A bit about the DPoS protocol:
EOS will run on a DPoS (Delegated Proof of Stake) protocol that should eliminate the bottleneck that Ethereum is experiencing (Ethereum's blockchain currently uses PoW consensus protocol that can only process an average of 15 transactions per second). Instead of allowing all users on the network to validate transactions, EOS block "producers" (similar responsibilities as miners)allows token holders to vote proportional to their holdings (the more token you have, the more weight your vote carries) to elect a small number of users (they give all the token holders the ability to influence what is happening in the network) to validate future blocks. By significantly reducing the number of validators and requiring them to meet minimum performance requirements, DPoS makes the network quicker. They claim that the network will be able to process an average of 1000 transactions per second.
Of course not just the scalability, what is amazing in this protocol, for example DPoS can allow developers to freeze the network when a broken application is identified (developers can fix the problems without negatively affecting other accounts in the network).
There is still a lot of confusion within the EOS community on how this voting process is going to work, and of course they have a long road ahead, but with the launch of the mainnet it is undeniable that EOS is now an official rival of Ethereum.
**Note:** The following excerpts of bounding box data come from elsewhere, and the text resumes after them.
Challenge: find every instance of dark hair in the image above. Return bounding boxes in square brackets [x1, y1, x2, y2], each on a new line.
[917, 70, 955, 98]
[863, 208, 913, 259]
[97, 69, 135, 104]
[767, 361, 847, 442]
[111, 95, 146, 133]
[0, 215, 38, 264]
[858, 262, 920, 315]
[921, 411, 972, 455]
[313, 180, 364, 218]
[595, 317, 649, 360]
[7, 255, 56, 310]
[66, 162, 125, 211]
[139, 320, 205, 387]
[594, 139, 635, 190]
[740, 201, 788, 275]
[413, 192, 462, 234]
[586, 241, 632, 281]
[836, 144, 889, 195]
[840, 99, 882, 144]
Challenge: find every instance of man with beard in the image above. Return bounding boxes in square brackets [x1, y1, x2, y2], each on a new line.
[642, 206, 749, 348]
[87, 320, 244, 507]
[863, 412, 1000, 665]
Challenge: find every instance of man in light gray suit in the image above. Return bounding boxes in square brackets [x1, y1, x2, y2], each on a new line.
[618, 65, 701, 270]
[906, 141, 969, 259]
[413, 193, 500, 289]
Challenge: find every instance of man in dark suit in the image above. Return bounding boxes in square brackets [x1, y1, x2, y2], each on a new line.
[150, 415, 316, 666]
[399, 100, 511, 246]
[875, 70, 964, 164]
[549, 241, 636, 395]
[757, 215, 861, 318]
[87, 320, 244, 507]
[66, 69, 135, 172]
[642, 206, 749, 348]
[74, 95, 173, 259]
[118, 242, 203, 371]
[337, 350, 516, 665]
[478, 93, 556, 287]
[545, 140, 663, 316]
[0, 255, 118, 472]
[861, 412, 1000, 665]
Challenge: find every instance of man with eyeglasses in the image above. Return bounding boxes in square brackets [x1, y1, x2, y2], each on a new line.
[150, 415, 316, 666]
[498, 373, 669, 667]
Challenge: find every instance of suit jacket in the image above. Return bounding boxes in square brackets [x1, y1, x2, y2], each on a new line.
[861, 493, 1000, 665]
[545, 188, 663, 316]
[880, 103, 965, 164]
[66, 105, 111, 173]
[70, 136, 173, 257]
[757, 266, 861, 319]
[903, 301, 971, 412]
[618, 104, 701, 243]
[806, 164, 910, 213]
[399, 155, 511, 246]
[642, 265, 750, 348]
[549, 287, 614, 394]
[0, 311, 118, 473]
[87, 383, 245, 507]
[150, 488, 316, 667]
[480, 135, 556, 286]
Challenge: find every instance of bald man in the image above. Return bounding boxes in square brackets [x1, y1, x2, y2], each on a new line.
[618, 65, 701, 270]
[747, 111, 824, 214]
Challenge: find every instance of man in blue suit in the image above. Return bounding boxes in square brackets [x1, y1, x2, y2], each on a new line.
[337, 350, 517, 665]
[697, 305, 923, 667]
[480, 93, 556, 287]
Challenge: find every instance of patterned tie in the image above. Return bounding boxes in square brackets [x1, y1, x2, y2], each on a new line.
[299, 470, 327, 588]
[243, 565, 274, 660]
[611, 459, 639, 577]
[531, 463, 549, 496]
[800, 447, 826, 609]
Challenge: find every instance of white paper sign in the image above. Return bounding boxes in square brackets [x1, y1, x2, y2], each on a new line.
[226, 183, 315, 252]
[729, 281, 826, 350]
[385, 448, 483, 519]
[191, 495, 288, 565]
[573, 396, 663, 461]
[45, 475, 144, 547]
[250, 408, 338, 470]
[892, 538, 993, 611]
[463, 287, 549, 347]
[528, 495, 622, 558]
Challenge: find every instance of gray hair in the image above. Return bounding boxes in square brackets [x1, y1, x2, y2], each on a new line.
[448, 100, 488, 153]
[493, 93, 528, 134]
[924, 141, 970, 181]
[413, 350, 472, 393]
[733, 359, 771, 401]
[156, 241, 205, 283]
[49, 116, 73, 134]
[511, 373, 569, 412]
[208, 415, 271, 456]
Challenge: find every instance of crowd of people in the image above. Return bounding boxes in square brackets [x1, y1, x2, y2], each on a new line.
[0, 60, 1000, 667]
On the other hand, Ethereum is also speeding up their solution to these issues, Vitalik Buterin at a recent OmisoGO AMA has shed some light on the subjects of Sharding and Plasma while essentially suggesting that Ethereum's network will ultimately be capable of supporting tens of thousand of transactions per second.
"While Sharding is a scaling solution that uses shards, or micro-chains, to process separate types of transactions on the Ethereum blockchain, Plasma, similar to Bitcoin's Lightning Network, adds a second layer of off-chain branches to the main Ethereum blockchain in order to process high-volume smart contract protocols more quickly.
The reason I think layer 1 and layer 2 [networks] are complementary is because ultimately, if you look at the math, the scalability gains from the layer 1 improvements and layer 2 improvements do ultimately multiply with each other. If you have a Sharding solution, the Sharding solution itself might increase the scalability of Ethereum by a factor of 100, or eventually even more. But then, if you do Plasma on top of the scalability solution, then what that means is, you're not just doing 100 times of the amount of activity but you are doing 100 times the amount of entrances, the amount of exits, and despute resolutions"
Of course it is early to say if EOS or Ethereum will be "better", especially since the EOS mainnet is barely live yet, but it will be very interesting to see what will come out of it. Here at CoTrader we are also eager to see how EOS will work, and later on we will definitely run some tests on EOS network and see how it goes.